Results: All of the drugs/drug combinations tested (except for TPV/r) increased maraviroc exposure, albeit to different degrees of magnitude. SQV/r caused the largest increase in maraviroc exposure (8.3-fold increase in AUC(tau)), whereas RTV caused the smallest increase in maraviroc exposure (2.6-fold increase in AUC(tau)). Downward adjustment of the maraviroc dose in study 2 during co-administration of HIV protease inhibitors was able to compensate for the interactions. TPV/r had no clinically relevant effect on maraviroc exposure at steady state. There were no treatment-related serious adverse events or discontinuations due to adverse events in any of the studies, and most adverse events were mild or moderate in severity and resolved without intervention.

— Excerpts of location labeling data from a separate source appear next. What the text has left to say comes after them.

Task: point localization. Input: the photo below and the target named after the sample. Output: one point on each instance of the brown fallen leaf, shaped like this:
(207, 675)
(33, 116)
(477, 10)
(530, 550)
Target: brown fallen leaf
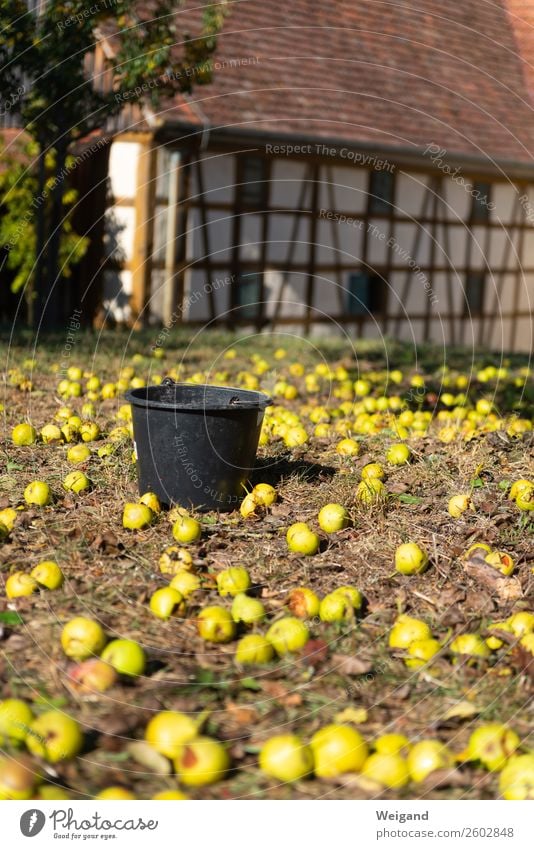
(348, 665)
(461, 710)
(524, 660)
(278, 691)
(244, 715)
(314, 652)
(446, 778)
(506, 589)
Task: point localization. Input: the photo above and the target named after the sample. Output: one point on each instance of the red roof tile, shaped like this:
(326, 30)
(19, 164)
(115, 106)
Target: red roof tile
(384, 73)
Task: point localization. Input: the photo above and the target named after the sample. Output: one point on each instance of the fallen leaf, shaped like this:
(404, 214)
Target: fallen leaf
(348, 665)
(241, 714)
(506, 589)
(447, 778)
(314, 652)
(461, 710)
(355, 715)
(278, 691)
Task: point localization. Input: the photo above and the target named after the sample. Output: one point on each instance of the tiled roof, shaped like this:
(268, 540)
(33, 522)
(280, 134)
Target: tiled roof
(383, 73)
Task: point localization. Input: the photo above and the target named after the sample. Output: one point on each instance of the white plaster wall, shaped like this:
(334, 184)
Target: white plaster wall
(279, 233)
(410, 192)
(123, 162)
(286, 183)
(219, 175)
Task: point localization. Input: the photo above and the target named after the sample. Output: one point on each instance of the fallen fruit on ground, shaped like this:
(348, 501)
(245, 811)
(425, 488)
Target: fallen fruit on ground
(458, 504)
(427, 756)
(76, 482)
(166, 795)
(286, 757)
(338, 749)
(126, 656)
(186, 530)
(469, 644)
(15, 719)
(254, 648)
(20, 584)
(398, 454)
(387, 769)
(135, 516)
(492, 744)
(175, 559)
(54, 736)
(18, 778)
(516, 781)
(201, 762)
(92, 676)
(247, 610)
(233, 581)
(288, 635)
(265, 494)
(82, 638)
(335, 607)
(48, 574)
(37, 493)
(410, 559)
(116, 792)
(302, 540)
(23, 434)
(407, 629)
(169, 730)
(304, 603)
(392, 744)
(332, 518)
(151, 500)
(215, 625)
(167, 602)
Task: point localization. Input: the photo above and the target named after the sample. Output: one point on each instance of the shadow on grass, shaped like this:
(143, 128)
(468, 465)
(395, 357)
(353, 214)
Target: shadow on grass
(274, 469)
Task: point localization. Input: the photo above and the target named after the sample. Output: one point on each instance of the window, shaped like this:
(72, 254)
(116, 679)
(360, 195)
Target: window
(481, 199)
(381, 187)
(248, 295)
(366, 293)
(474, 292)
(254, 182)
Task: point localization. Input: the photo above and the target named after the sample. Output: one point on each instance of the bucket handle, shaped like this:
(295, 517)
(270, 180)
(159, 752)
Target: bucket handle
(168, 381)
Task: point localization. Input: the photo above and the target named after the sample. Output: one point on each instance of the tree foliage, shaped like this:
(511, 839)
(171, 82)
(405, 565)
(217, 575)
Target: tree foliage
(48, 79)
(18, 185)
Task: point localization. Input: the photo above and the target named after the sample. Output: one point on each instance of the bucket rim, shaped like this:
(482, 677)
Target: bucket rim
(248, 399)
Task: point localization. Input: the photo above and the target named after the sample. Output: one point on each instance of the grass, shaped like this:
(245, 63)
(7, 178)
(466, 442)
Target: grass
(111, 573)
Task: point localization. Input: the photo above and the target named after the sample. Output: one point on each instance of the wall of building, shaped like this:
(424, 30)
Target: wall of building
(425, 246)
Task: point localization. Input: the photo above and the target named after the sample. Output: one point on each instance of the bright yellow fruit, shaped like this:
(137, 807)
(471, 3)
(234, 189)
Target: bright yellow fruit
(169, 730)
(338, 749)
(387, 769)
(286, 758)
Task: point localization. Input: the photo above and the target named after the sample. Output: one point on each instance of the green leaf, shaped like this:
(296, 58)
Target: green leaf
(10, 617)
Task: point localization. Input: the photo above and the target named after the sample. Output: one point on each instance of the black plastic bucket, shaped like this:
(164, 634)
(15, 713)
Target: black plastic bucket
(196, 445)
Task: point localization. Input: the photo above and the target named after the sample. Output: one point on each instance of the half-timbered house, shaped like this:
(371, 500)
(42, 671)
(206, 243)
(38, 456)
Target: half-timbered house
(365, 167)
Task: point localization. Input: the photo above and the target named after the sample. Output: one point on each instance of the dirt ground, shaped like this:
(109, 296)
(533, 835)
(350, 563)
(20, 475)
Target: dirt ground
(346, 673)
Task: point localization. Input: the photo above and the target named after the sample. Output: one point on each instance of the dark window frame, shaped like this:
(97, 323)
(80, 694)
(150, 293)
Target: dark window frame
(252, 195)
(480, 213)
(378, 204)
(376, 301)
(474, 306)
(252, 309)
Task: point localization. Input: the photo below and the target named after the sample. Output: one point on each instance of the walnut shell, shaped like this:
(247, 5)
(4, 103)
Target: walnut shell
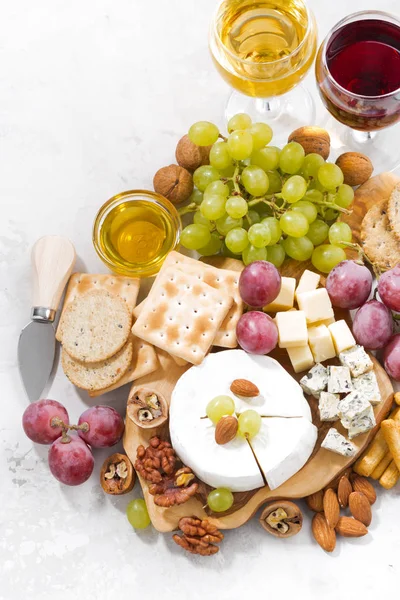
(313, 139)
(191, 157)
(357, 168)
(174, 183)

Conclusions: Potent CYP3A4 inhibitors, including ketoconazole and protease inhibitors (except TPV/r), increase maraviroc exposure. Downward adjustment of the maraviroc dose during co-administration with protease inhibitors can compensate for the interaction. TPV/r does not affect the steady-state pharmacokinetics of maraviroc, and hence no dose adjustment would be warranted.